LED騒動に揺れる北斗市役所
函館の隣にある北斗市(池田達雄市長)が手掛けた総額1億1800万円弱のLED化事業が一者随意契約だったことをめぐる問題の続報だ。住民監査請求は棄却されたものの、このほど施設の一部で蛍光灯がLEDに交換されていなかった契約不履行が発覚。引き渡しの際に業者と市がともに確認を怠っていたという杜撰さが明るみになった。さらには照明灯の積算が水増しされていた疑惑も浮上するなど、道南で起きたLED騒動はまだまだ収まりそうにない──。
(本誌編集長・工藤年泰)
北斗市が2020年と21年に行なった市内5カ所の公共施設におけるLED照明リース事業で、大阪の照明機器会社イーシームズ(前号でE社と表記)と総額1億1767万円の随意契約を結んだことが問題視されているのは既報の通りだ。
その決定や発注金額の是非をめぐり春先から議会で追及を受けてきたほか、6月には市民13人が契約解除の勧告などを池田達雄市長に求めて住民監査請求を起こした。
だが、市監査委員会(野口秀一代表監査委員)は調査の結果、「随意契約したことに違法・不当な点は認められず、事業費は適正であった」とし、8月29日付で請求を棄却。住民側が事実証明書として示したLED事業者で札幌に本社を置く株式会社あかりみらい(前号でA社と表記)の見積りについては、市の結んだ契約とは内容が大きく異なっているとして採用されなかった。同社の見積りはイーシームズより4700万円以上安価だったが、監査委員会は、全ての施設の照明器具が少なく積算されているなどとして「(見積り金額の)信憑性に疑いを持たざるを得ない」と一蹴している。
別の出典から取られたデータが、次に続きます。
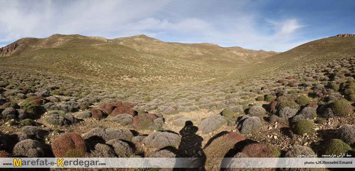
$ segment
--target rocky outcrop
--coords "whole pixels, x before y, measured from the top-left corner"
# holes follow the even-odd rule
[[[340,34],[335,36],[332,36],[329,37],[345,37],[355,36],[355,34]]]
[[[99,37],[98,36],[85,36],[88,38],[90,38],[90,39],[94,39],[95,40],[102,40],[104,42],[108,42],[108,40],[107,39],[105,38],[104,37]]]
[[[0,57],[9,56],[18,46],[18,44],[15,43],[1,48],[0,49]]]

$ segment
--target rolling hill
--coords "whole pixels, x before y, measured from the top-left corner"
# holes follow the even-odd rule
[[[317,40],[279,53],[208,43],[166,42],[144,35],[107,39],[55,34],[23,38],[2,48],[0,66],[127,82],[226,79],[354,56],[354,35]]]
[[[144,35],[108,40],[78,34],[23,38],[3,48],[1,66],[75,77],[147,81],[204,79],[277,54]],[[134,80],[132,80],[134,81]]]

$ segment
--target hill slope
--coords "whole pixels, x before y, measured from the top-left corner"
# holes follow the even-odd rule
[[[181,81],[213,78],[230,72],[228,67],[276,53],[208,43],[164,42],[144,35],[108,40],[55,34],[23,38],[1,48],[0,65],[114,80]]]
[[[290,68],[354,55],[355,34],[344,34],[310,42],[267,58],[265,61]]]
[[[240,47],[224,48],[208,43],[165,42],[144,35],[118,38],[111,40],[141,52],[232,67],[241,66],[278,53],[273,51],[246,49]]]

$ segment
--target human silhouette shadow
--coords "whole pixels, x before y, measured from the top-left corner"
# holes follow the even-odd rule
[[[188,121],[179,132],[182,138],[177,153],[182,158],[192,158],[191,162],[186,163],[188,165],[186,167],[193,167],[175,168],[173,170],[205,170],[206,155],[202,147],[203,139],[196,134],[198,130],[198,128],[194,126],[192,122]],[[196,158],[197,159],[195,159]]]

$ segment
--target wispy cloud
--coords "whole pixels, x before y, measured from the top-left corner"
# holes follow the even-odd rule
[[[165,41],[208,42],[277,51],[307,42],[301,37],[301,29],[305,27],[301,19],[270,19],[248,10],[255,5],[253,1],[234,3],[13,1],[0,6],[0,43],[56,33],[108,39],[144,34]]]

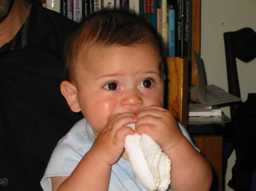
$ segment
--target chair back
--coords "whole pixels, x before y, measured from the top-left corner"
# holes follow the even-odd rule
[[[168,109],[186,129],[188,121],[188,61],[179,57],[167,57],[166,61]]]
[[[256,33],[252,29],[243,28],[223,34],[229,93],[241,98],[236,58],[247,63],[256,57]],[[231,119],[241,102],[230,105]]]

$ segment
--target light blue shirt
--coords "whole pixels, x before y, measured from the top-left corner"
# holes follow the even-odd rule
[[[179,125],[182,134],[199,151],[193,143],[187,132],[180,124]],[[94,141],[93,129],[85,119],[77,123],[60,140],[52,154],[40,182],[44,190],[52,190],[51,177],[69,176],[90,149]],[[108,190],[147,191],[147,189],[136,177],[130,162],[120,157],[112,165]]]

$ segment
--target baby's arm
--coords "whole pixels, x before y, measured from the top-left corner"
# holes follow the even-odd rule
[[[123,126],[136,120],[131,113],[113,116],[71,175],[52,178],[52,190],[108,190],[111,165],[123,152],[126,136],[134,134]]]
[[[173,190],[209,190],[212,181],[210,167],[183,136],[171,113],[159,106],[151,106],[137,117],[137,132],[152,137],[171,159]]]

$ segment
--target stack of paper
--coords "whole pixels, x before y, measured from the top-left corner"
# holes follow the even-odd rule
[[[216,106],[205,108],[190,108],[188,117],[221,116],[221,109]]]

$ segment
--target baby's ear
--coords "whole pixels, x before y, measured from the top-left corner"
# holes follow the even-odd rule
[[[80,111],[81,108],[78,102],[77,90],[75,86],[69,82],[63,81],[60,84],[60,91],[71,110],[74,112]]]

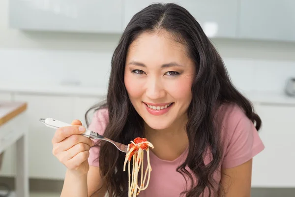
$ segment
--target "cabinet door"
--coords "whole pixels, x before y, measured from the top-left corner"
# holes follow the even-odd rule
[[[12,98],[10,93],[0,93],[0,102],[12,101]],[[11,176],[15,171],[15,164],[13,163],[13,154],[15,153],[15,145],[13,145],[5,149],[2,156],[2,162],[0,169],[0,176]]]
[[[295,41],[295,1],[241,0],[238,36]]]
[[[85,114],[87,110],[94,105],[99,103],[103,100],[100,97],[76,97],[75,98],[74,113],[74,119],[80,120],[83,125],[86,125]],[[88,116],[88,120],[90,124],[92,120],[93,110],[89,111]]]
[[[0,102],[10,101],[12,99],[10,93],[0,92]]]
[[[28,102],[30,177],[63,179],[66,167],[52,154],[51,140],[56,130],[45,126],[39,119],[53,118],[70,123],[73,98],[16,94],[15,100]]]
[[[137,12],[155,2],[126,0],[124,5],[124,27]],[[209,37],[235,37],[236,35],[237,0],[158,0],[175,2],[189,11]]]
[[[294,187],[295,105],[256,107],[266,148],[253,159],[252,187]]]
[[[9,3],[12,28],[89,33],[122,31],[122,0],[11,0]]]

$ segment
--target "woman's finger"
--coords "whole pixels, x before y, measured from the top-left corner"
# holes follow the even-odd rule
[[[87,144],[90,147],[94,145],[94,142],[89,138],[81,135],[74,134],[67,137],[61,142],[54,144],[53,145],[53,154],[67,151],[76,144],[82,143]]]

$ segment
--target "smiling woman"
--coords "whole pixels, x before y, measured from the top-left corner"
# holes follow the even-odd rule
[[[125,144],[144,138],[154,148],[128,164],[130,179],[123,164],[134,149],[126,157],[95,140],[85,167],[66,175],[64,196],[77,195],[74,184],[97,197],[137,189],[139,197],[250,197],[261,121],[183,7],[153,4],[134,15],[113,56],[107,100],[95,108],[89,129]],[[140,166],[150,172],[148,185]]]

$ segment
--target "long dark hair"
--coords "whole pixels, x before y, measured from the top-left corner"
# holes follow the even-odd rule
[[[216,106],[237,104],[255,123],[257,130],[261,120],[251,102],[232,84],[220,56],[199,24],[184,8],[174,3],[152,4],[135,14],[128,24],[112,59],[106,102],[99,108],[106,107],[109,112],[104,135],[125,144],[137,137],[144,137],[144,121],[131,104],[124,84],[126,57],[130,44],[141,33],[161,30],[169,33],[176,41],[185,46],[197,70],[191,89],[192,100],[187,111],[188,155],[177,168],[192,181],[190,189],[183,194],[200,196],[206,188],[212,194],[216,192],[213,191],[216,183],[213,174],[220,166],[223,154],[220,128],[213,123]],[[101,175],[108,193],[113,197],[126,195],[128,177],[128,172],[123,171],[125,154],[110,143],[102,141],[100,145]],[[206,165],[204,156],[208,147],[212,160]],[[194,178],[198,180],[196,185]]]

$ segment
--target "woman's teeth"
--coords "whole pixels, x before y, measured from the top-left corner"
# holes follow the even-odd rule
[[[161,109],[166,109],[166,108],[168,107],[169,106],[171,105],[171,104],[172,104],[172,102],[171,102],[168,104],[167,104],[165,106],[161,106],[149,105],[148,104],[147,104],[147,105],[148,105],[148,106],[149,108],[152,109],[154,110],[160,110]]]

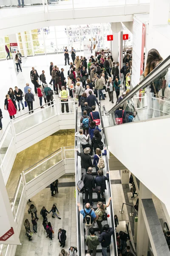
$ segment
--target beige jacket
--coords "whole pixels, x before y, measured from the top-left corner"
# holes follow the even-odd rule
[[[81,61],[80,59],[79,59],[78,60],[76,58],[75,60],[74,61],[74,64],[76,66],[76,69],[77,69],[79,67],[79,66],[81,64]]]

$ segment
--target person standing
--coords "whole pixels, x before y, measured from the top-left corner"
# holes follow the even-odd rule
[[[107,256],[107,247],[109,246],[111,243],[112,236],[114,233],[114,229],[109,227],[108,224],[105,224],[103,227],[103,231],[99,238],[99,241],[101,243],[103,256]]]
[[[6,110],[8,110],[11,119],[15,118],[15,114],[17,113],[17,110],[15,108],[14,102],[11,99],[9,94],[6,94],[6,99],[5,100],[4,109],[6,110]]]
[[[79,203],[77,203],[77,207],[79,208],[79,211],[83,216],[83,223],[85,224],[85,230],[86,236],[90,235],[90,229],[94,227],[94,220],[96,218],[96,215],[94,209],[91,209],[91,206],[89,203],[86,204],[85,209],[81,209]],[[88,215],[88,216],[91,218],[91,222],[88,223],[88,225],[87,224],[88,220],[86,220],[86,215]],[[91,224],[91,225],[89,225]]]
[[[57,213],[58,213],[58,214],[60,214],[60,212],[58,211],[58,210],[57,208],[57,207],[55,204],[53,204],[53,207],[52,207],[52,208],[49,211],[49,213],[50,213],[50,212],[52,212],[53,213],[53,214],[52,215],[52,218],[55,218],[54,215],[55,215],[56,216],[56,217],[57,217],[59,219],[59,220],[61,219],[61,218],[60,218],[60,217],[59,217],[58,216],[58,215],[57,215],[57,214],[56,213],[56,212],[57,212]]]
[[[28,89],[28,93],[26,93],[25,96],[25,100],[26,101],[28,104],[29,109],[29,113],[30,114],[31,113],[31,112],[33,113],[34,112],[33,101],[34,101],[34,97],[33,94],[31,92],[30,89]]]
[[[62,246],[62,248],[65,246],[65,240],[66,240],[67,236],[66,235],[66,231],[64,229],[60,228],[59,230],[58,233],[58,239],[59,240],[59,242],[60,244],[60,247]]]
[[[112,103],[113,102],[113,91],[114,91],[114,83],[112,81],[112,78],[109,77],[109,81],[107,84],[107,89],[109,94],[109,101],[111,101]]]
[[[41,91],[41,88],[42,87],[41,84],[39,84],[38,87],[37,88],[38,92],[38,97],[40,100],[40,104],[41,107],[41,108],[44,108],[44,107],[42,107],[42,93]]]
[[[71,54],[71,58],[73,60],[73,62],[74,62],[74,61],[76,59],[76,50],[74,49],[73,47],[71,47],[71,50],[70,51]]]
[[[20,108],[20,102],[21,103],[21,105],[23,106],[22,110],[24,109],[24,105],[23,103],[23,93],[20,89],[19,89],[17,86],[15,87],[15,90],[14,91],[14,93],[15,93],[15,96],[17,99],[17,100],[18,102],[18,106],[19,110],[18,111],[20,111],[21,110]]]
[[[93,167],[88,167],[87,172],[86,173],[83,173],[81,178],[81,180],[84,180],[83,182],[85,188],[85,203],[86,204],[89,201],[91,207],[92,207],[93,205],[93,189],[94,189],[95,188],[94,178],[92,174],[92,172]]]
[[[88,247],[88,253],[91,254],[93,250],[92,256],[96,256],[96,250],[97,245],[99,245],[99,238],[94,234],[94,230],[93,227],[91,227],[89,230],[90,236],[88,236],[85,240],[85,244]]]
[[[49,84],[52,84],[52,82],[53,81],[53,79],[52,78],[52,74],[51,74],[53,67],[53,62],[52,62],[51,61],[51,62],[50,62],[50,76],[51,76],[51,79],[50,82],[49,83]],[[45,83],[45,84],[46,84],[46,83]]]
[[[20,67],[20,70],[22,72],[22,69],[21,67],[21,66],[20,65],[20,58],[18,57],[18,55],[16,54],[15,55],[15,58],[14,59],[15,64],[17,65],[17,69],[18,72],[19,72],[18,66]]]
[[[68,98],[69,97],[69,92],[67,90],[65,90],[64,86],[61,87],[62,90],[60,92],[59,97],[61,99],[61,102],[63,102],[61,104],[61,111],[62,113],[64,113],[64,105],[65,105],[66,112],[69,113]]]
[[[67,49],[67,47],[66,46],[65,47],[65,49],[64,50],[64,58],[65,60],[65,66],[67,65],[67,60],[68,62],[68,65],[70,65],[69,63],[69,53],[68,50]]]
[[[7,60],[8,60],[8,57],[9,57],[9,58],[11,58],[11,57],[10,57],[10,53],[9,52],[9,50],[8,49],[7,46],[6,45],[5,46],[5,48],[6,48],[6,52],[8,53],[8,55],[6,56],[6,58]]]

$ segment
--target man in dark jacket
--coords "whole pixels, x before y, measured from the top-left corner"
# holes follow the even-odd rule
[[[93,189],[95,188],[94,176],[91,174],[92,172],[93,167],[89,167],[87,173],[83,173],[81,178],[81,180],[84,180],[85,188],[85,204],[89,201],[91,207],[93,206]]]
[[[53,69],[53,62],[50,62],[50,76],[52,77],[52,74],[51,74],[51,72],[52,72],[52,70]],[[51,81],[49,83],[49,84],[52,84],[52,82],[53,81],[53,79],[52,79],[52,77],[51,77]]]
[[[119,80],[119,62],[117,62],[116,65],[115,66],[115,69],[114,70],[114,75],[115,77],[117,76]]]
[[[77,148],[76,148],[76,150],[77,151],[77,155],[81,157],[82,168],[85,169],[86,171],[87,172],[88,167],[93,167],[91,157],[89,154],[91,151],[91,149],[90,148],[85,148],[83,150],[83,153],[79,153]]]
[[[62,86],[64,86],[65,84],[64,83],[65,82],[65,77],[64,77],[64,70],[63,68],[62,68],[61,69],[61,72],[60,73],[60,78],[61,78],[61,81],[62,84]]]
[[[85,102],[85,108],[83,109],[83,111],[84,110],[87,111],[87,113],[88,116],[89,116],[90,112],[92,111],[92,109],[88,105],[88,102]]]
[[[99,106],[98,101],[96,99],[96,96],[92,94],[91,91],[89,91],[88,93],[89,93],[89,95],[87,97],[86,100],[89,107],[91,108],[92,106],[96,106],[96,102]]]
[[[65,240],[67,238],[65,235],[66,233],[66,232],[65,230],[60,228],[58,233],[58,239],[60,243],[60,247],[62,245],[62,248],[64,248],[65,244]]]
[[[99,238],[99,241],[101,243],[104,256],[107,256],[107,247],[110,244],[111,236],[113,233],[114,229],[113,227],[109,227],[108,224],[104,225],[103,231]]]

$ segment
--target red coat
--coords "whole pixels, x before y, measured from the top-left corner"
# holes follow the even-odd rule
[[[42,93],[40,88],[37,88],[38,97],[42,97]]]

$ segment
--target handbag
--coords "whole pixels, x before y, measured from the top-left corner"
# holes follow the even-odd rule
[[[96,125],[97,126],[98,126],[98,125],[100,125],[100,119],[94,119],[94,118],[93,118],[93,115],[91,113],[92,113],[92,112],[90,112],[91,116],[91,118],[93,119],[93,121],[94,121],[94,122],[96,122]]]
[[[53,94],[54,94],[53,90],[51,90],[47,91],[47,93],[48,93],[48,95],[49,95],[49,96],[51,96],[51,95],[53,95]]]
[[[122,111],[122,117],[116,117],[115,118],[116,123],[116,125],[121,125],[123,123],[123,116],[124,113],[124,111]]]

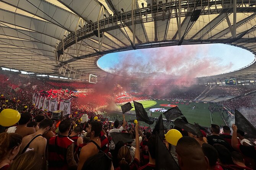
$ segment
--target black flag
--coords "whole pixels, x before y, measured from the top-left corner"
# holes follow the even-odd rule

ところが監査委員会の判断とは裏腹に、イーシームズ側の工事や市側の対応が問われることが最近次々と起きている。
高村智市議(市政クラブ・2期)の「リース契約を結んだ浜分小学校の一部の照明が蛍光灯のままになっている」との指摘を受け、9月29日に現地調査を行なった市は10月3日の議会で工藤実副市長が結果を報告。同社との契約に含まれている照明5灯がLEDに交換されていなかったことを認め、「市として確認が不十分だった。深くお詫びする」と陳謝に追い込まれたのだ。